Originally Posted by Drh2001
exWW has not changed her attitude one bit. She is still wayward in every sense. She resents me because I refuse to speak with her and says "you can't make me disappear". She doe not want to accept that things have changed due to her actions. She wants everything to continue as it once was with no consequences of any kind. The fallout from her actions has affected the family and extended family.
Well you know from Sandi's thread they do tend to live in fantasy land.
Originally Posted by Drh2001
I wrote exWW a final email telling her that if you can't take ownership, accountability and responsibility for what you have done, then I want nothing more to do with you and please don't ever contact me again.
What does taking ownership, accountability and responsibility for what you have done look like? An apology? A gift card? I am curious.
Originally Posted by Drh2001
I recently read something interesting, that if you start acting friendly and chummy with a wayward, it teaches kids that it's okay for a parent to commit adultery, break up a family because in the end, everyone will be friends again.
I think there is some validity to this article. Lots of open ground to being cordial on kid related items and being BFFs.
Originally Posted by Drh2001
If I were to go this route I would be disrespecting myself and next thing I would be chummy with OM.
Again lots of open ground up to BFFs with OM.
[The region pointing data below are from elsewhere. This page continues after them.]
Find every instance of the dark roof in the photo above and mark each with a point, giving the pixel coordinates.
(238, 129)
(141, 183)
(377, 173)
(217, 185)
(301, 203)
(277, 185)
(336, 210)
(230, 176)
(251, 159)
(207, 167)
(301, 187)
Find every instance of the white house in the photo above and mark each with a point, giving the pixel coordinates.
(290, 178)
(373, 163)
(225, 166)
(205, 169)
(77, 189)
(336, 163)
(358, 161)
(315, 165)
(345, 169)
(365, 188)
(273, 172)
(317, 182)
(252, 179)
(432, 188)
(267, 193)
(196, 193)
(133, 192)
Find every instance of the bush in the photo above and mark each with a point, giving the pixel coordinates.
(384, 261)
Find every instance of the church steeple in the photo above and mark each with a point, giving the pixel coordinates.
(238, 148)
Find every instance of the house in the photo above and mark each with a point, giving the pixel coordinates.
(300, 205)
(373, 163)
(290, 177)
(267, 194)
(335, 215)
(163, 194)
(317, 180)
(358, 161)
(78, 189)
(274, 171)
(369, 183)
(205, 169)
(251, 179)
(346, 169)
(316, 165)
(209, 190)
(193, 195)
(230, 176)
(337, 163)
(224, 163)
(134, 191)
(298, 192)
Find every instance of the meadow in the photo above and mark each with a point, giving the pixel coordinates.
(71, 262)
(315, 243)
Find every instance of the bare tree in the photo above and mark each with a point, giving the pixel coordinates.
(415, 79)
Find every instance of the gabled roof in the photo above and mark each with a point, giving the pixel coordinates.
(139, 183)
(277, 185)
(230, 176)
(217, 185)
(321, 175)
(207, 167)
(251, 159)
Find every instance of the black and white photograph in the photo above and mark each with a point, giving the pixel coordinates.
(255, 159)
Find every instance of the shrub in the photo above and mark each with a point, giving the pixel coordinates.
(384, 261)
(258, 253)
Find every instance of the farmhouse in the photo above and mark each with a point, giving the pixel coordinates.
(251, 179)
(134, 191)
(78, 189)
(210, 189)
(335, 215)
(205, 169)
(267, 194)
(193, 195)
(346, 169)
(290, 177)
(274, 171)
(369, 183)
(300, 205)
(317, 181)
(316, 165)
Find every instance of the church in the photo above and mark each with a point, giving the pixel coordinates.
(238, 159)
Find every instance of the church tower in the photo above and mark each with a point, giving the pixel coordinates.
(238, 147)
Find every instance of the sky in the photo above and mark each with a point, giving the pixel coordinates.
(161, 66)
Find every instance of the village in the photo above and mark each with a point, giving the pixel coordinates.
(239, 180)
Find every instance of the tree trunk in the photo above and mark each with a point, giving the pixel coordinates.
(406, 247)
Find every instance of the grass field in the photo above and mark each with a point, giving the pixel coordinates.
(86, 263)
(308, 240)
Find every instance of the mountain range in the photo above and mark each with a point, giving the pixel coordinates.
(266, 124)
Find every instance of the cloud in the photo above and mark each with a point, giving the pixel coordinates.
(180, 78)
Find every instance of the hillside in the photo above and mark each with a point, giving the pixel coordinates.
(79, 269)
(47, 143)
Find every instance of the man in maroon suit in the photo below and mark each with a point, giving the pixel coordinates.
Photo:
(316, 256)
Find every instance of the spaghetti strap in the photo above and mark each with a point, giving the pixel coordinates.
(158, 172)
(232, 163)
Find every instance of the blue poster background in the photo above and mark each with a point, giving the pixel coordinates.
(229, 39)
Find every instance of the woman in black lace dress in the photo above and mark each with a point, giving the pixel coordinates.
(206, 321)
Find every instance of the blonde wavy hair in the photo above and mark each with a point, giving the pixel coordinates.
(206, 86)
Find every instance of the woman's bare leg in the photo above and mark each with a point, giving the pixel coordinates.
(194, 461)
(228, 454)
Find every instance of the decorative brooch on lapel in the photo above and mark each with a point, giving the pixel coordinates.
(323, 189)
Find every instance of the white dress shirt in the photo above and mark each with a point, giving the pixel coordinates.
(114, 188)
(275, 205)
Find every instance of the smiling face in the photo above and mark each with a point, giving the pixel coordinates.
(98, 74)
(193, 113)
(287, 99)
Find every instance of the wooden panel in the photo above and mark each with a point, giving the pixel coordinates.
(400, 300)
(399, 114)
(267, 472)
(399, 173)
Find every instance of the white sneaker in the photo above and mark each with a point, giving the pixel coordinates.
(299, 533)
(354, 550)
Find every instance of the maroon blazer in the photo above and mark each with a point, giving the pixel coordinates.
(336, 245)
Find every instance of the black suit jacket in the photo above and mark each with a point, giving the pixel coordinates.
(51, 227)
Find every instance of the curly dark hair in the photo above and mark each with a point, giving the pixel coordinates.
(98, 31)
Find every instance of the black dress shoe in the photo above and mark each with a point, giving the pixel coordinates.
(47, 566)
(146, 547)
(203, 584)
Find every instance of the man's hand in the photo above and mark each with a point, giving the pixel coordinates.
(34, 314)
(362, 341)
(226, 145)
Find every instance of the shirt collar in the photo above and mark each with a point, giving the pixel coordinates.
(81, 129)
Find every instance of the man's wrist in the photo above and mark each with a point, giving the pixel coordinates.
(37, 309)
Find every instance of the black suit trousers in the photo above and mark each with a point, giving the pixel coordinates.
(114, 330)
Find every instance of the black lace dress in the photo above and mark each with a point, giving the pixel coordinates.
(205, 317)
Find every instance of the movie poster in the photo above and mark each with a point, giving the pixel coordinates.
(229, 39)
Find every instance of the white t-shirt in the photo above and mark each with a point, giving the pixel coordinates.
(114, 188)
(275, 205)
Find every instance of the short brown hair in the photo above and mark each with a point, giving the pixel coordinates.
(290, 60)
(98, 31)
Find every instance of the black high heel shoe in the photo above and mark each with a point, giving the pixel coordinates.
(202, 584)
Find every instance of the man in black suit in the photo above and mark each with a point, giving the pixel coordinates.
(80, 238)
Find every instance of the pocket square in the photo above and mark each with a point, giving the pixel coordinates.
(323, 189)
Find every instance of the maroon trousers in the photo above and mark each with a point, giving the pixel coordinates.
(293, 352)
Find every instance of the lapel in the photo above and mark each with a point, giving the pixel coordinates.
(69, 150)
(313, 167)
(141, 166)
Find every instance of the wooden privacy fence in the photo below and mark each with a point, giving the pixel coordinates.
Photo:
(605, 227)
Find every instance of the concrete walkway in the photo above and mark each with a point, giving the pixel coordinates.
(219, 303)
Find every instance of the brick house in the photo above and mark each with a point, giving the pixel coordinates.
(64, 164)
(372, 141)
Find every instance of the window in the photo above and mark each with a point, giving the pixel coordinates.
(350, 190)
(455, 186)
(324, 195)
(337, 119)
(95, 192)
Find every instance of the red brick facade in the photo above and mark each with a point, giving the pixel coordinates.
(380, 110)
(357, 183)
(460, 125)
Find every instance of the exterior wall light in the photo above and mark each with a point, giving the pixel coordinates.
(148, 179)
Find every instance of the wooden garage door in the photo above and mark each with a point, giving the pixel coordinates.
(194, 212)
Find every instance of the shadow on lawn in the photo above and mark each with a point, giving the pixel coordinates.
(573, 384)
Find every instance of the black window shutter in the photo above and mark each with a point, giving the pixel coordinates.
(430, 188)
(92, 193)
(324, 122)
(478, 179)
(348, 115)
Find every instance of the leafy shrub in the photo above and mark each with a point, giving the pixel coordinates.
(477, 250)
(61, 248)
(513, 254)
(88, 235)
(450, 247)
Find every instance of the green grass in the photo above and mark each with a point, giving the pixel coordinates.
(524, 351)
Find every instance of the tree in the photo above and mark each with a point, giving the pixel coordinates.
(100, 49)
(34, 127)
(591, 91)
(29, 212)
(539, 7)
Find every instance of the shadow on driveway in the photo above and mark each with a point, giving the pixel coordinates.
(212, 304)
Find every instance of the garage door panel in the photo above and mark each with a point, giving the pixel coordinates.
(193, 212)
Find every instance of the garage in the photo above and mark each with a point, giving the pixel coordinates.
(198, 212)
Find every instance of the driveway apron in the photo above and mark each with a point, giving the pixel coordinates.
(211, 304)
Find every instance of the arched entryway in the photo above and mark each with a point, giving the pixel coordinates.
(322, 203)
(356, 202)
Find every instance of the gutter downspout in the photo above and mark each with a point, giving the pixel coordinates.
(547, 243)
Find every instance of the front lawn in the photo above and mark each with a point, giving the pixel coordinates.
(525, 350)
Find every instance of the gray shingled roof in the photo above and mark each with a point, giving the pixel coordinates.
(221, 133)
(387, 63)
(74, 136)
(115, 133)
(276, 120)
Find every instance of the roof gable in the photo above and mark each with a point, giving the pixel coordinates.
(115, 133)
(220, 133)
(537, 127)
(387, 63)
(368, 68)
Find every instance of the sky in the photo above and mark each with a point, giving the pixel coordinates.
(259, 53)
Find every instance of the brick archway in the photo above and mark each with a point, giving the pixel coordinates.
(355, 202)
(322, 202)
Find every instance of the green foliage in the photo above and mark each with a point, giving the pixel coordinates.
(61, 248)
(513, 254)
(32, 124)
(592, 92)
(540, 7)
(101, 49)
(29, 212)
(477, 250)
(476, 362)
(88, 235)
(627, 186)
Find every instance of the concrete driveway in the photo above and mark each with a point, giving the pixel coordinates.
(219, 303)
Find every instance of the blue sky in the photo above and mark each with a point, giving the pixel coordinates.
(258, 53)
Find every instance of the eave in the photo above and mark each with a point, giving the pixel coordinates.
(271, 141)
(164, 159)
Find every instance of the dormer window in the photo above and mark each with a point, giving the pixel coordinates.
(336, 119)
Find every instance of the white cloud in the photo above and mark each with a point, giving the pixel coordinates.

Originally Posted by Drh2001
Associating with an exWW would be akin to swimming in a pool and expecting to get out without smelling of chlorine.
huh?
Originally Posted by Drh2001
Sandy was correct when she mentioned waywardness is like a disease that affects everyone around a WW and I don't want to disrespect myself by associating with her.
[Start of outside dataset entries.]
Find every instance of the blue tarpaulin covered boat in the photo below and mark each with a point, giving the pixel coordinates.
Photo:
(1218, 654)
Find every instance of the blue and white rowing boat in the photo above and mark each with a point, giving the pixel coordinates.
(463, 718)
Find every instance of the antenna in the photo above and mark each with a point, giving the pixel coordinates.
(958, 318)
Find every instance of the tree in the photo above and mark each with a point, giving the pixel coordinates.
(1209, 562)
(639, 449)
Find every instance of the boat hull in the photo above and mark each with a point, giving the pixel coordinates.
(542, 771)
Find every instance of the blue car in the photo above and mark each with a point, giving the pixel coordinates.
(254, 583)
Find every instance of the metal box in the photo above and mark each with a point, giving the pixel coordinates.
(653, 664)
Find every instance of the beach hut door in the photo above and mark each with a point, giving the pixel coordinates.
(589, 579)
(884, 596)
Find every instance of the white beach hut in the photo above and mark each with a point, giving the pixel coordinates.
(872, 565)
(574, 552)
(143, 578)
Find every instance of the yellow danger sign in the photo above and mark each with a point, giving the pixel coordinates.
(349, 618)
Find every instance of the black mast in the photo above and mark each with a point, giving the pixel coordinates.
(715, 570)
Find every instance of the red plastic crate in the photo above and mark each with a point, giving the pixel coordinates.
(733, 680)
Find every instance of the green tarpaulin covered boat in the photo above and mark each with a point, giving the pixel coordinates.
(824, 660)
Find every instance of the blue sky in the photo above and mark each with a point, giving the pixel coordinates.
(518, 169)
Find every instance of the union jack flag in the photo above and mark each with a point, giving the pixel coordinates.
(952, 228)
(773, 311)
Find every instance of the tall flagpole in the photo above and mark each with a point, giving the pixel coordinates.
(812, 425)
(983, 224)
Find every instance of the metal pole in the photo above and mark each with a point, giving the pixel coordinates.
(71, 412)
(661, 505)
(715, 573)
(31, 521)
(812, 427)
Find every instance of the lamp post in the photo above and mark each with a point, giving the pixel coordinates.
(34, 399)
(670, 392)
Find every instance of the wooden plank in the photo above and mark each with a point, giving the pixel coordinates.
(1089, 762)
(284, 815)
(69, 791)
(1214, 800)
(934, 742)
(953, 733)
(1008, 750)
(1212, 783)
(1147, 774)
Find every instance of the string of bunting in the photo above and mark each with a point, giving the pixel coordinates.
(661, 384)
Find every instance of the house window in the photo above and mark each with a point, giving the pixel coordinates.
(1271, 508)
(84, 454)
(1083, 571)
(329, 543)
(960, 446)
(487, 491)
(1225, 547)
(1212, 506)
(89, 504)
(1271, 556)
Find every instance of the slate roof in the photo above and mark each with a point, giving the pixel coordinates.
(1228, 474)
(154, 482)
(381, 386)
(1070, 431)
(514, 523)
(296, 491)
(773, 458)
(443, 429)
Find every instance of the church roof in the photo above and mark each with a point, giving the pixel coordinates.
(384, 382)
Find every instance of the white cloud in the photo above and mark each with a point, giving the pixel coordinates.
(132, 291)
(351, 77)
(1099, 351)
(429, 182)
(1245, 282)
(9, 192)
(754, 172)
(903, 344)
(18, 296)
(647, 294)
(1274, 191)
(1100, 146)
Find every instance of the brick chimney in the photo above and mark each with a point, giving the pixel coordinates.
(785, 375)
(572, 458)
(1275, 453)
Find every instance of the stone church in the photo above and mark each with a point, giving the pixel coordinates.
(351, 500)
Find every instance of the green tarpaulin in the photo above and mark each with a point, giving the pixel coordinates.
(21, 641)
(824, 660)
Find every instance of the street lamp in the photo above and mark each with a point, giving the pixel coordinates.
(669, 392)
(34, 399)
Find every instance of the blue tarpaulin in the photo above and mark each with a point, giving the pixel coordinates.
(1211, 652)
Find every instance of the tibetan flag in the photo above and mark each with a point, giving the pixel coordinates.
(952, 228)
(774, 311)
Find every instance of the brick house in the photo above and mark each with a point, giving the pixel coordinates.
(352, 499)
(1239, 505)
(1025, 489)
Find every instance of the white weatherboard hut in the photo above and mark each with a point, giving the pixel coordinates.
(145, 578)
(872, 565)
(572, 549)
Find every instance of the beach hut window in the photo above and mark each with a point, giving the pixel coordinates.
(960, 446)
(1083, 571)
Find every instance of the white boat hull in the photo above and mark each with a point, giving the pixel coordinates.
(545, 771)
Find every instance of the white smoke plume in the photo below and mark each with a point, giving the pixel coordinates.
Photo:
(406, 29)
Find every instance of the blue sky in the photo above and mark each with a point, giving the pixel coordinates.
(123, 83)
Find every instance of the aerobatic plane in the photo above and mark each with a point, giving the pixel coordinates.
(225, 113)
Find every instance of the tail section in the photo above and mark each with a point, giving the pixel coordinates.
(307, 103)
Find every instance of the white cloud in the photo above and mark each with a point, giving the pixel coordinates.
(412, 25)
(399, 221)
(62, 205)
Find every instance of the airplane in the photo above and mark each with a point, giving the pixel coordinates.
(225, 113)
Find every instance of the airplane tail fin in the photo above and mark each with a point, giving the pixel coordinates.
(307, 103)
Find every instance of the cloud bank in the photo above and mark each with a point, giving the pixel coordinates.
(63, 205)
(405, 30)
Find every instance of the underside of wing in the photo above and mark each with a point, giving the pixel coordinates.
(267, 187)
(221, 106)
Are you afraid you will catch it?
Originally Posted by Drh2001
On a reddit threat it spoke about no contact having an effect - first there is loss of the BS, followed by "loss consciousness" which is awareness the BS has disappeared. Then comes "fault consciousness" which is when the wayward realized that mistakes have been made and a line has been crossed.
Just so you know most don't ever realize/think they did anything wrong.
Originally Posted by Drh2001
Without "loss and fault consciousness" a wayward will never become fully aware of what they have done and the effects it has had.
I would not hold your breath DRH.
Originally Posted by Drh2001
I'm not doing this to get her back because I don't think I would ever want her back even if she did have a change of heart, but neither will I just accept her decisions and her bad behavior because she still has that very resentful, disrespectful and rebellious attitude towards me.
Hmmm. You are not sure so best not to burn a bridge.
Originally Posted by Drh2001
She keeps saying what she has done is in the past and I should just move on and let it be but I told her I am living in the present with the consequences of what she has done in the past and they will reverberate into the future.
She's right you should move on. Can't change the past.
Originally Posted by Drh2001
So I maintain no contact with exWW and that's just how I like it. I am slowly rebuilding my life and starting to get back into shape. It's a long process though.
It is a long process so keep moving forward.
Originally Posted by Drh2001
I told exWW that we could never be friends after what she did and I have stuck to this.
I understand your decision, I just think you should tweak some things.
Originally Posted by Drh2001
During the early days after she moved out, she would break the custody agreement and pick the kids up on days and times that weren't hers.

Why did you not contact your lawyer?
Originally Posted by Drh2001
She would lie to my kids and tell them she was separated when she was living with me and the kids all the time she was conducting an affair.
Yeah WWs are pretty $hitty people.
Originally Posted by Drh2001
She left the marital home and moved immediately to OM's home, while telling me, "anyone would think I left you for OM."
huh?
Originally Posted by Drh2001
There was a lot of projection and gaslighting from her to me.
Most certainly but I bet it went both ways.
Originally Posted by Drh2001
This is why going dark is necessary. You cannot control a wayward mind nor should you attempt to. They are, as Sandy put it, "in complete rebellion."
Well dark with contact regarding kids.